What Bones Won’t Tell

Ein 3D-animierter Kurzfilm

In der Steinzeit waren unsere Rollen noch klar verteilt: Während die Männer draußen Mammuts jagten, hüteten die Frauen in der sicheren Höhle die Kinder. Das weiß man doch – oder etwa nicht?

Humorvoll inszeniert dieser 3D-Animationsfilm die Vielschichtigkeit des Gender-Dialoges und hinterfragt die gefühlte Gewissheit, die urgeschichtlichen Zustände und Wurzeln unseres modernen Sozialverhaltens genauestens zu kennen. Dabei lotet er aus, wie man selbst ohne verständliche Sprache und mithilfe piktografischer Bildsprache auch komplexe Zusammenhänge beleuchten kann.

Von Hausfrauen, Helden und Herrscherinnen

Rollenbilder der Steinzeit – Grundlage unserer modernen Sozialisation?

Gab es den keulenschwingenden Steinzeitmacho wirklich oder lebten unsere Vorfahren womöglich in einem Matriarchat? Der Kurzfilm „What Bones Won’t Tell“ stellt überspitzt und auf humorvolle und Art und Weise die verschiedenen Theorien rund um die Geschlechtsunterschiede in der Steinzeit vor und lässt die Charaktere des Filmes ihre Auswirkungen auf die heutigen Rollenbilder diskutieren. Dabei entzieht er sich selbst einer klaren Stellungnahme – denn wenn wir eines wissen, dann dass niemand mit Sicherheit sagen kann, wie das Leben in der Steinzeit wirklich ausgesehen hat.

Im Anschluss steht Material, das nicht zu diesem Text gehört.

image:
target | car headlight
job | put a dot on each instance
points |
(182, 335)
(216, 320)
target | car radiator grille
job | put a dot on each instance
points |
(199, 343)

Steinzeit und Neuzeit im 3D Low Poly Stil

Bewusste Entscheidung gegen den Realismus

Nach dem Erfolg unseres ersten animierten Kurzfilms „Chicken Cube“ beschlossen wir, uns an einen etwas längeren und animationstechnisch noch aufwändigeren Kurzfilm heranzuwagen. Wir wählten auch für diesen Animationsfilm wieder unseren eckigen Low Poly Stil. Die besondere Herausforderung bestand darin, dass „What Bones Won’t Tell“ komplexe Landschaften und lebendige Charaktere benötigte und gerade animierte Menschen im Low Poly Stil auf wenige Vorbilder in der Animationswelt treffen. Wie viele Ecken und Kanten benötigt ein Gesicht, um emotional überzeugend zu sein? Welche Rundungen und Details kann man herausreduzieren? Welches 3D-Skelett (Rigging) gibt den eckigen Figuren genug Bewegungsspielraum?

Die entwickelten Low Poly Figuren haben eine kastenförmige Statur sowie ein flaches Gesicht, das ohne separaten Hals direkt an den Körper angeschlossen ist. Eine Besonderheit sind ihre Arme, die im Gegensatz zum restlichen kantigen Körper relativ rund sind und sich gummiartig in alle Richtungen bewegen lassen. Auf diesem Weg erhalten wir uns die Möglichkeit humorvoller Gesten und erweitern den Handlungsspielraum unserer Charaktere. Zudem sind alle 6 in der Neuzeit angesiedelten Figuren je nach Persönlichkeit vom langen, quirligen Backpacker bis hin zur kleinen kompetenten Archäologen sehr unterschiedlich ausgearbeitet.

What Bones Won't Tell 3D Low Poly Charaktere

Einfach sprachlos

Infografisches Erzählen ohne Worte

Die Bildebene wird im Medium Film fast immer noch um eine Zeit- sowie eine Tonebene erweitert und bietet dadurch besonders vielfältige und dichte Möglichkeiten, den Betrachter in ein Geschehen einzubinden. Für uns als Graphic Recorderinnen und Illustratorinnen, die sich besonders mit visueller Kommunikation beschäftigen, ergab sich die spannende Fragestellung, inwieweit man aber auch im Animationsfilm über den rein visuellen Kanal Informationen vermitteln kann, ohne dies mit verständlicher Sprache untermauern zu müssen. Da die Stimme selbst jedoch ein sehr wichtiger Kanal zur Vermittlung von Persönlichkeit und Stimmung ist, arbeitet „What Bones Won’t Tell“ mit einer fiktionalen Fantasiesprache. Während die Charaktere sprechen, wird das Gesagte in piktografisch illustrierten Sprechblasen dargestellt.